Unintentional Gaslighting

I go through life with the attitude of thinking I'm right (until proven wrong). This generally isn't problematic until it conflicts with someone's opposing belief or way of doing something. Quite often, I simply let it go or shrug my shoulders. But other times the issue becomes a little more pressing and needs resolution.

 

When approaching the issue of conflict, I suppose I refuse to "let it go" more frequently than other people, and certainly more frequently than former partners of mine, so if you disagree with me and you're timid with your rebuttal, don't have good reasons for your opinions or are just plain introverted, the result will be suppressed communicative discourse between us, despite my most overt efforts at effective communication.

 

I'm always happy in my relationships, or else it quickly becomes not a relationship!

 

I have actually been told my more than one former lover that the problem with my communication style is that I make everything seem so logical.

 

Because my brain works so quickly doesn't mean it's working effectively.
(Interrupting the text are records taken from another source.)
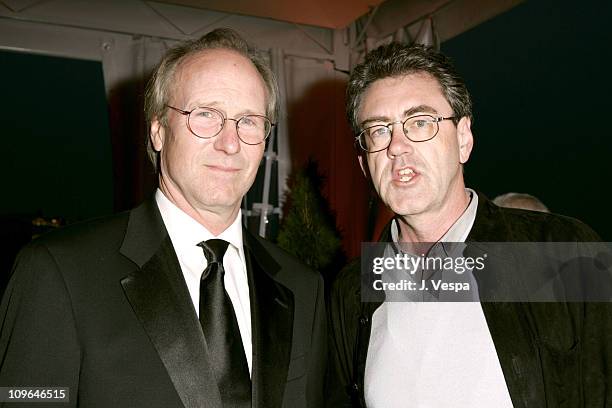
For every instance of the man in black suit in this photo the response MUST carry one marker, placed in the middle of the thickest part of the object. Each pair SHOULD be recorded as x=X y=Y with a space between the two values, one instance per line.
x=412 y=115
x=174 y=304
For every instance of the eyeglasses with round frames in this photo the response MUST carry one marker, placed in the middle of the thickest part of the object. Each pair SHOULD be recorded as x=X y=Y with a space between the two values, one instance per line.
x=205 y=123
x=419 y=128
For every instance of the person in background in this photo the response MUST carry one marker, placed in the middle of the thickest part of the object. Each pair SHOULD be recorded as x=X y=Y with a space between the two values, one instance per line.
x=520 y=200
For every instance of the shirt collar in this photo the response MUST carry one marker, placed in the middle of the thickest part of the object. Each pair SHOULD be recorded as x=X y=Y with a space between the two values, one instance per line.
x=185 y=232
x=459 y=231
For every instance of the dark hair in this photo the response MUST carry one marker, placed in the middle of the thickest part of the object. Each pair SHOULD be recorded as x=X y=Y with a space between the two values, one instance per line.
x=159 y=87
x=395 y=59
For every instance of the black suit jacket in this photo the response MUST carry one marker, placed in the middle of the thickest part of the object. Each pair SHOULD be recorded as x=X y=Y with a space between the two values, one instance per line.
x=551 y=354
x=103 y=308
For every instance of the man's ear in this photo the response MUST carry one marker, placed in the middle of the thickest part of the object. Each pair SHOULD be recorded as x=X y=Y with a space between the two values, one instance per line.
x=465 y=139
x=157 y=135
x=362 y=165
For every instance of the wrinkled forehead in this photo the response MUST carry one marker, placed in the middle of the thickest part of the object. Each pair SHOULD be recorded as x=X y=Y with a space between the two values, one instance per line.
x=391 y=96
x=214 y=67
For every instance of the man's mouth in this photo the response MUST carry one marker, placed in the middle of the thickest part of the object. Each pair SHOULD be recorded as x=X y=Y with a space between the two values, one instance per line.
x=405 y=175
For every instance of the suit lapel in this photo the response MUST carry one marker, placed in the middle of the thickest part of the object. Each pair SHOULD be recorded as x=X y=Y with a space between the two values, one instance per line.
x=272 y=309
x=160 y=299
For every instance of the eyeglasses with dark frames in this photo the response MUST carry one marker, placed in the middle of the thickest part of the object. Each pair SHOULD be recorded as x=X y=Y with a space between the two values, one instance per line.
x=418 y=128
x=205 y=123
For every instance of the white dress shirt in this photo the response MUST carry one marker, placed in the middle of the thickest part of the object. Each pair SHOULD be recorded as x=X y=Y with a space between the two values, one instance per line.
x=434 y=354
x=185 y=234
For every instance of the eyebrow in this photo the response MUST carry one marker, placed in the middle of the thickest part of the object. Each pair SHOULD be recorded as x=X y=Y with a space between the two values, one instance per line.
x=407 y=113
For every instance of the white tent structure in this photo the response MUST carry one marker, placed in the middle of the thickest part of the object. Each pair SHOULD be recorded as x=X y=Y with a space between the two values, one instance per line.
x=308 y=41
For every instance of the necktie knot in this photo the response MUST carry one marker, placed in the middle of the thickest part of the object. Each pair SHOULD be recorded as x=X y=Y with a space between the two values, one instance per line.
x=214 y=249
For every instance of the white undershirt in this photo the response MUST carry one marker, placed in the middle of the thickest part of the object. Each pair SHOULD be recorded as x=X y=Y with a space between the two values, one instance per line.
x=185 y=234
x=434 y=354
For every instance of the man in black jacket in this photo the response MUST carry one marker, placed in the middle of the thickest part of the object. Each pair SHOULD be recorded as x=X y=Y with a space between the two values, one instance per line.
x=412 y=116
x=174 y=304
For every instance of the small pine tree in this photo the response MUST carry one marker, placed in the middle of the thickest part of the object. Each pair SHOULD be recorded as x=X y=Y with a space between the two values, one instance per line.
x=308 y=229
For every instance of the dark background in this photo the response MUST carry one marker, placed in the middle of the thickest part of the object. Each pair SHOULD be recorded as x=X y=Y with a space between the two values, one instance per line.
x=57 y=159
x=539 y=77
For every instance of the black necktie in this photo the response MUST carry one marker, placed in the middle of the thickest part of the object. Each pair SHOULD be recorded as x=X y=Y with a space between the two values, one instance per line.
x=221 y=330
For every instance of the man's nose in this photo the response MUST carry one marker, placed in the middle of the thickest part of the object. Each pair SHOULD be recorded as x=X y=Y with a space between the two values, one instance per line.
x=228 y=140
x=399 y=144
This manifests itself positively as a quick-wittedness, but negatively it means I demand your opinion so strongly that it can paralyze and stifle people into shutting down and not communicating.

 

My counter ruling opinion reads like a "statement of fact" to a person's half-hearted or missing response and certainly can appear as a form of Gaslight ing, so be forewarned! 

 

But gaslighting isn't necessarily wrong, it's just a character trait (flaw?) I must live with. I believe it's only wrong if done intentionally with malicious intent, but only you can be the judge of that.

 

My intentions are never to misrepresent something I feel is true. Indeed I am the one who feels like I'm being "gaslighted" or going crazy at times! Especially now in Trump's America! 

 

Contrary to popular belief, I can and do feel empathy. I do NOT label myself an empath however, because I tend to have the gift (or curse?) of being able to filter my empathy through my thoughts first.